À l’issue des travaux, le ministre de l’Urbanisme, des Collectivités territoriales et de l’Aménagement des territoires, Moussa Bala Fofana, a indiqué que les échanges avaient permis de dégager un « consensus » sur les principaux axes de la réforme.
Selon lui, les discussions ont permis d’identifier quatre priorités : la modernisation de la gouvernance locale et de l’architecture territoriale, l’amélioration du financement des collectivités territoriales et de la fiscalité locale, le renforcement de l’ingénierie territoriale ainsi que la mise en place d’une gouvernance renouvelée accompagnée d’un financement mieux structuré.
Le ministre a également présenté huit innovations majeures destinées à transformer l’administration territoriale. Parmi elles figurent l’institutionnalisation d’un indice composite de viabilité des municipalités, le renforcement des mécanismes de gouvernance de proximité, l’évolution du département vers un instrument de gouvernance économique et l’institutionnalisation du statut de l’élu local.

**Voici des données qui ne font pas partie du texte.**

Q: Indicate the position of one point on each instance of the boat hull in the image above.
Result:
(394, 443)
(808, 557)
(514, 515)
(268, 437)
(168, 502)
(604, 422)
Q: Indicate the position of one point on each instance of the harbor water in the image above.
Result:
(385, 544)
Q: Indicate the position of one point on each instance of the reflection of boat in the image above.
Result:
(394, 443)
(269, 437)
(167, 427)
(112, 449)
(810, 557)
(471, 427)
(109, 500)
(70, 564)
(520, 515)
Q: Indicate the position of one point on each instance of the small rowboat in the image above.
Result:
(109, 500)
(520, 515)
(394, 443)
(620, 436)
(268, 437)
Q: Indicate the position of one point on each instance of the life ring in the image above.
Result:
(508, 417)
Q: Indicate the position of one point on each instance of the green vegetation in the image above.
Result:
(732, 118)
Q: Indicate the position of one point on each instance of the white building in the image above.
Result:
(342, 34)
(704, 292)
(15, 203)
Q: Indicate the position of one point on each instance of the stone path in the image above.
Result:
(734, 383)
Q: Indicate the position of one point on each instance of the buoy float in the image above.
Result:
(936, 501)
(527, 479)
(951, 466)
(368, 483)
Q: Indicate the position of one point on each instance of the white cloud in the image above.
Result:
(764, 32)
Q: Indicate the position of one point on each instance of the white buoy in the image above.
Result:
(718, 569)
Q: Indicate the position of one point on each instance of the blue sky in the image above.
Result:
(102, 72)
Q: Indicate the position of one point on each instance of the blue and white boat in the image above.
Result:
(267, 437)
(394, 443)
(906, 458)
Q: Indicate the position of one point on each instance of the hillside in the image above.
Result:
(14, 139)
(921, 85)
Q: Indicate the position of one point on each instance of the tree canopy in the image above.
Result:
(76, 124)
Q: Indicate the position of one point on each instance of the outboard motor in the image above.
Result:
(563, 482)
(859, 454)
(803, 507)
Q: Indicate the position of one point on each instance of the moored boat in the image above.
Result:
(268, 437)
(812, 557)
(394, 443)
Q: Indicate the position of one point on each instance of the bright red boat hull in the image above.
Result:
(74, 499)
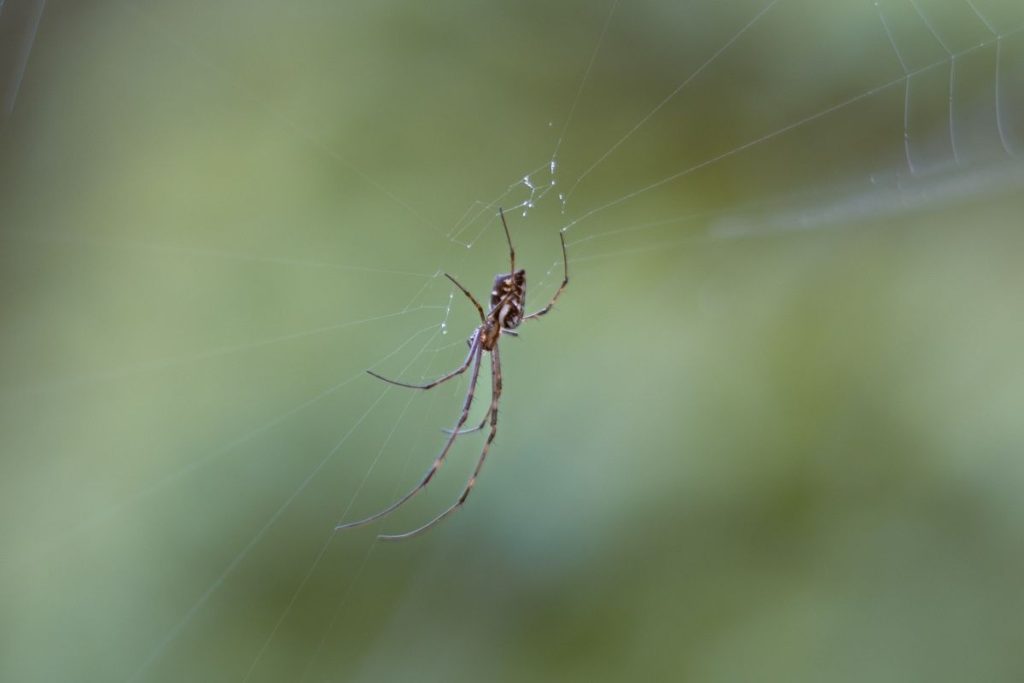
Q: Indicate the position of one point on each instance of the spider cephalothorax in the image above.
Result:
(508, 298)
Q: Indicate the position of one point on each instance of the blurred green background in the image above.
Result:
(771, 431)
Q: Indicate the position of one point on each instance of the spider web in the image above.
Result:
(185, 411)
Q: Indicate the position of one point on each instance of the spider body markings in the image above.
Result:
(508, 300)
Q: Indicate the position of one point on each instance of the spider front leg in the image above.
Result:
(496, 375)
(561, 288)
(476, 353)
(440, 380)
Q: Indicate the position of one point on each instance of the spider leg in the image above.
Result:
(476, 353)
(496, 374)
(565, 281)
(470, 430)
(472, 298)
(440, 380)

La réforme prévoit également un élargissement des compétences des collectivités territoriales. Les communes se verront notamment confier de nouvelles responsabilités dans les domaines de la gestion des déchets, de la réforme foncière, de l’agriculture, de l’élevage, de la pêche, du tourisme, de l’artisanat, de l’hydraulique et de l’assainissement.
Pour accompagner ces nouvelles missions, un organigramme-type sera élaboré pour les communes. Celui-ci devrait intégrer des directions spécialisées chargées notamment des finances, des services techniques, de la planification urbaine, de la santé, de l’éducation et du développement local.
Selon Moussa Bala Fofana, ces évolutions nécessiteront un renforcement des compétences des collectivités territoriales ainsi qu’une organisation administrative mieux adaptée aux besoins des populations et aux objectifs de développement des futurs pôles-territoires.